La Journée internationale de sensibilisation contre l'abus envers les aînés, qui se déroulait hier, rappelle que cette violence fait plusieurs victimes et que ces dernières n'osent pas dénoncer leur abuseur.

« Les gens ne dénoncent pas par peur du système judiciaire », explique le coordonnateur du plan régional pour contrer la maltraitance envers les aînés pour la région de Québec, Robert Simard. « Compte tenu que l'abuseur est un membre de la famille, la victime ne veut pas que son enfant aille en prison. »

Formés à dépister

Parmi les actions qui seront posées cette année, les intervenants hors réseau, soit les personnes en charge de résidences privées ou encore les bénévoles, seront formés pour dépister les signes d'abus dont sont victimes les aînés. Le réseautage entre les différents organismes sera aussi développé. Les institutions financières feront dorénavant partie des tables de concertation, car elles veulent développer des mécanismes pour contrer l'abus financier.

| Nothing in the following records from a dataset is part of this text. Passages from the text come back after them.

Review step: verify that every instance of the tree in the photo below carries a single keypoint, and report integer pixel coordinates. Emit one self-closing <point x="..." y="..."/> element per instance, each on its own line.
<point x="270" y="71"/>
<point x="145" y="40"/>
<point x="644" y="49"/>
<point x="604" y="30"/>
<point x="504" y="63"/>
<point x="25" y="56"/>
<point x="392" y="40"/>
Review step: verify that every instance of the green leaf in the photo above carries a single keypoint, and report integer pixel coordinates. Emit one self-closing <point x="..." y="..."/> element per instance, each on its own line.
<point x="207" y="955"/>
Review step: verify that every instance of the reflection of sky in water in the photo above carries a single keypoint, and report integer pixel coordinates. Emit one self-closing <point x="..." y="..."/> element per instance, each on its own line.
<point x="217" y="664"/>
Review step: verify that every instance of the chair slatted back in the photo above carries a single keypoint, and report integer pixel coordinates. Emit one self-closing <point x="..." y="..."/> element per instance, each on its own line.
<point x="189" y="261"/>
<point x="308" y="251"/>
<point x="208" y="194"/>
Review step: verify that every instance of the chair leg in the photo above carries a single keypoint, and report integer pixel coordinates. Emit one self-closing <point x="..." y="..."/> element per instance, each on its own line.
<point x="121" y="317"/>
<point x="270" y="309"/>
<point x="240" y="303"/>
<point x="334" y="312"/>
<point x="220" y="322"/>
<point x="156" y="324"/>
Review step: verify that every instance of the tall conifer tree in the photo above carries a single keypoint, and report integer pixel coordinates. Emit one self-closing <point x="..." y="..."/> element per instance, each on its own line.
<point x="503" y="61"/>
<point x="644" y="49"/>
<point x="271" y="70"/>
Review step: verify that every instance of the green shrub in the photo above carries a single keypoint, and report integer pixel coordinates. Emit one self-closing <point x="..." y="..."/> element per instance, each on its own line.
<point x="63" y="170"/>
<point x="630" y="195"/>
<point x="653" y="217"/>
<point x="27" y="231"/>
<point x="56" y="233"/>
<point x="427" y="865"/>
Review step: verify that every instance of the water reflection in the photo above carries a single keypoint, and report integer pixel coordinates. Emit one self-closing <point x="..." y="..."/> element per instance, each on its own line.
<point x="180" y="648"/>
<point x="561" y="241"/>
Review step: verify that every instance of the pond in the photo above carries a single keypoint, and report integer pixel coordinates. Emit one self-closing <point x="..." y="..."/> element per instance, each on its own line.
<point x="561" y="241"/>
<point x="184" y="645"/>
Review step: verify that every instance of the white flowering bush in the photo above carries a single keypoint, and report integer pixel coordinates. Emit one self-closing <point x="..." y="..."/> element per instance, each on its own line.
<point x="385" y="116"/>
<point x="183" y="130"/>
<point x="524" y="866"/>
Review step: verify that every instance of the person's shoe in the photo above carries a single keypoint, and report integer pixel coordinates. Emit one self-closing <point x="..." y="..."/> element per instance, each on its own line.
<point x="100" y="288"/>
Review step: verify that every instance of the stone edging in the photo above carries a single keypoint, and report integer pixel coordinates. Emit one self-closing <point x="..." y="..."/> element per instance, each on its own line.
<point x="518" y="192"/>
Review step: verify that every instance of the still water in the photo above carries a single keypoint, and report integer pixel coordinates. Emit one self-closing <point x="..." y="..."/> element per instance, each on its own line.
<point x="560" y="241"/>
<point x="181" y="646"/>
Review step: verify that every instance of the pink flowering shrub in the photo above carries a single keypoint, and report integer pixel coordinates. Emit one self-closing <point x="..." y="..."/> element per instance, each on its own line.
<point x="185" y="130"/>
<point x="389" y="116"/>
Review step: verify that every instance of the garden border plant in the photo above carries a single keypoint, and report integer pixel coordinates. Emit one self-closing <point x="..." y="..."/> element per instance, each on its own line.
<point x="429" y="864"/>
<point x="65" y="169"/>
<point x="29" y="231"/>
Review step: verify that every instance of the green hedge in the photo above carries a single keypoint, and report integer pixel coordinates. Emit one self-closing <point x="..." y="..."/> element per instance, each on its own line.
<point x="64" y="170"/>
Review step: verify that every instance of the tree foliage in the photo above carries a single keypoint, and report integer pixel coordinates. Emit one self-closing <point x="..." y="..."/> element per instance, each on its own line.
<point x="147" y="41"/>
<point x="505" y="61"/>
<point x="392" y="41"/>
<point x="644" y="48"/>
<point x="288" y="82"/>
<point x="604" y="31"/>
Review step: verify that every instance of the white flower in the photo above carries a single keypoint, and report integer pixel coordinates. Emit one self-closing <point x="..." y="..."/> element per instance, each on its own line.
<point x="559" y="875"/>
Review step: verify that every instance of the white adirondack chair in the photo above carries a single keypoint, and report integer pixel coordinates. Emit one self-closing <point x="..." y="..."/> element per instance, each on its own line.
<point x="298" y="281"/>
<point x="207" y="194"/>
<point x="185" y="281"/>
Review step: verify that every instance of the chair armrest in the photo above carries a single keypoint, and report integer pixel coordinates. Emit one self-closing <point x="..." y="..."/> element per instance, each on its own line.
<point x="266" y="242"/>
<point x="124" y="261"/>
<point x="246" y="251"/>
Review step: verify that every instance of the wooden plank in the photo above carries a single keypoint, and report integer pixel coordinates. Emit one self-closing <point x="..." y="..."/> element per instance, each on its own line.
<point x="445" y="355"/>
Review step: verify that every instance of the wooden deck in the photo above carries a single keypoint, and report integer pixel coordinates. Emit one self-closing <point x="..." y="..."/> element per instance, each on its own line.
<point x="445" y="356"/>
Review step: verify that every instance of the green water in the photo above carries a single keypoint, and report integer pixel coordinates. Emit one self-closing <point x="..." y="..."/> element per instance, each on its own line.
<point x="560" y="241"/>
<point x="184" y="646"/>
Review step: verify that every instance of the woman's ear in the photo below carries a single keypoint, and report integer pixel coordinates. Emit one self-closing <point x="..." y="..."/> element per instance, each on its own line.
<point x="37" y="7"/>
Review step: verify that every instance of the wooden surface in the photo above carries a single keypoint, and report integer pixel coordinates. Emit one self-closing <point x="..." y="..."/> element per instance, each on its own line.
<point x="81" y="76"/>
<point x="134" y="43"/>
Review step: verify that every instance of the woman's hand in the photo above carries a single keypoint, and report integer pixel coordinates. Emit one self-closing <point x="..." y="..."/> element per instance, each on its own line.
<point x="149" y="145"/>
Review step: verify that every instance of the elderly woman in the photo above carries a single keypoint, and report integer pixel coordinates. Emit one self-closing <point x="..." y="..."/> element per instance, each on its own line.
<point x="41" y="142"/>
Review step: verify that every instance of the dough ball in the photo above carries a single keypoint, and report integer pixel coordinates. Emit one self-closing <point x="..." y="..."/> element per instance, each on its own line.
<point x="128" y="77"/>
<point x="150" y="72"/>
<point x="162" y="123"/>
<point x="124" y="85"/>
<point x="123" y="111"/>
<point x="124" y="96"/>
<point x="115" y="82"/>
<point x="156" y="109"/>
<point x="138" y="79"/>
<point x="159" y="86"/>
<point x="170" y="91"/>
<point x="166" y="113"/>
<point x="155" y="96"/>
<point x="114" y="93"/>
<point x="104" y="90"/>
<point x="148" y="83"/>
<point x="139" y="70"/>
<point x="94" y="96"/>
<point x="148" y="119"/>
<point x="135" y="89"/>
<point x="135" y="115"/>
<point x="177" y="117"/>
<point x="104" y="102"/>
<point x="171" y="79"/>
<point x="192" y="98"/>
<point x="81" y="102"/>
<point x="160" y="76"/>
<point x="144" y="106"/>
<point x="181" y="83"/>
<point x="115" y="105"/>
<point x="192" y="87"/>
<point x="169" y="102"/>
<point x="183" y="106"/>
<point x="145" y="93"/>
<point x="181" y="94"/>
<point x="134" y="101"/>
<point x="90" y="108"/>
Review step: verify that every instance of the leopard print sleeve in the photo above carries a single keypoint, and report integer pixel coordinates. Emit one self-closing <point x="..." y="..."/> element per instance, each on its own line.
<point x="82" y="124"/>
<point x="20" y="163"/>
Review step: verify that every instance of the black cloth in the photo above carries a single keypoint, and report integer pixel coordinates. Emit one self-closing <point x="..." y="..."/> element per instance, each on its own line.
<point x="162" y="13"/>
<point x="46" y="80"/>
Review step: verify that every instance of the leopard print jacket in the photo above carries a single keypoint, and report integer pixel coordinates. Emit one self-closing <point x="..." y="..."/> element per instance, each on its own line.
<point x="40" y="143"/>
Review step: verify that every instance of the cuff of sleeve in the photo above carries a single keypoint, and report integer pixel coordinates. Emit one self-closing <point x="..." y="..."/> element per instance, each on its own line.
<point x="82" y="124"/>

Lien de confiance avec les policiers

Outre la répression, les policiers ont un rôle à jouer afin de briser le silence d'une personne âgée victime de violence. « C'est important pour nous de créer des liens avec les CLSC et les organismes communautaires », souligne l'agent de prévention à la police de Québec, Nathalie Harvey. « C'est plus facile de parler à quelqu'un que l'on connait. »

Elle ajoute que même si les aînés ne veulent pas porter plainte, les policiers doivent s'assurer qu'ils sont en sécurité. L'agente cite en exemple une dame qui s'est fait voler ses bijoux par son fils. Elle n'a pas voulu porter plainte, mais la policière lui a prodigué des conseils comme bloquer ses comptes de banque.

Loi du silence

Les statistiques du réseau de la santé et des services sociaux du Québec indiquent qu'entre 8 % et 14 % des personnes âgées sont victimes d'abus. En réalité, le chiffre serait plus élevé, mais le silence des aînés sur ce sujet empêche de connaître l'ampleur du phénomène.